European Union regulators have filed antitrust charges against Amazon, accusing the e-commerce giant of using data to gain an unfair advantage over merchants using its platform.
The EU's executive commission, the bloc's top antitrust enforcer, said Tuesday that the charges have been sent to the company.
The commission said it takes issue with Amazon's “systematic use of non-public business data to avoid the normal risks of competition and to leverage its dominance" for e-commerce services in France and Germany, the company's two biggest markets in the EU.
"The European Commission has informed Amazon of its preliminary view that it has breached EU antitrust rules by distorting competition in online retail markets.
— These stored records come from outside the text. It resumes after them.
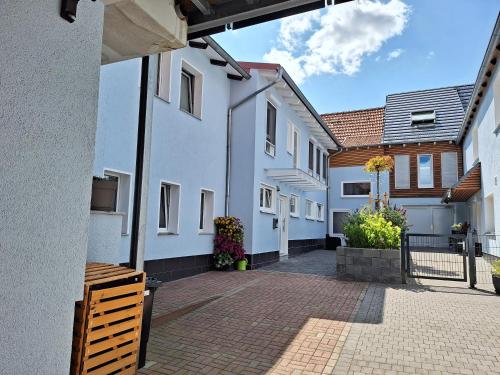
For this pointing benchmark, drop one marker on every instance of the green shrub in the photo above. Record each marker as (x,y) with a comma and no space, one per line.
(368,229)
(397,216)
(495,269)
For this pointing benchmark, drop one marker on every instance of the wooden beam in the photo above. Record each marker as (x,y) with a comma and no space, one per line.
(199,45)
(218,62)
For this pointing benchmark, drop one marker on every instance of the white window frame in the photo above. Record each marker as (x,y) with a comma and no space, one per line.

The Commission takes issue with Amazon systematically relying on non-public business data of independent sellers who sell on its marketplace, to the benefit of Amazon's own retail business, which directly competes with those third party sellers," the European Union Commission said in a statement.
“We must ensure that dual role platforms with market power, such as Amazon, do not distort competition,” Margrethe Vestager, the commission’s vice president for digital issues, said in a statement, as reported by the New York Times. “Data on the activity of third party sellers should not be used to the benefit of Amazon when it act as a competitor to these sellers.”
The EU started looking into Amazon in 2018 and has been focusing on its dual role as a marketplace and retailer. Since Amazon also sells its own brand of products on the same platform as its competitors, regulators worry the company may use third-party data harvested from its competitors to boost its own product sales.
A Wall Street Journal report in April had found that Amazon employees used data from other sellers to develop competing products—in contrast to the company’s statement before Congress that when it makes and sells its own products, it does not use information collected from propriety third-party sellers.
The EU Commission also said it was separately investigating Amazon policies that could artificially favour its own products as well as products of companies that use Amazon’s logistics services.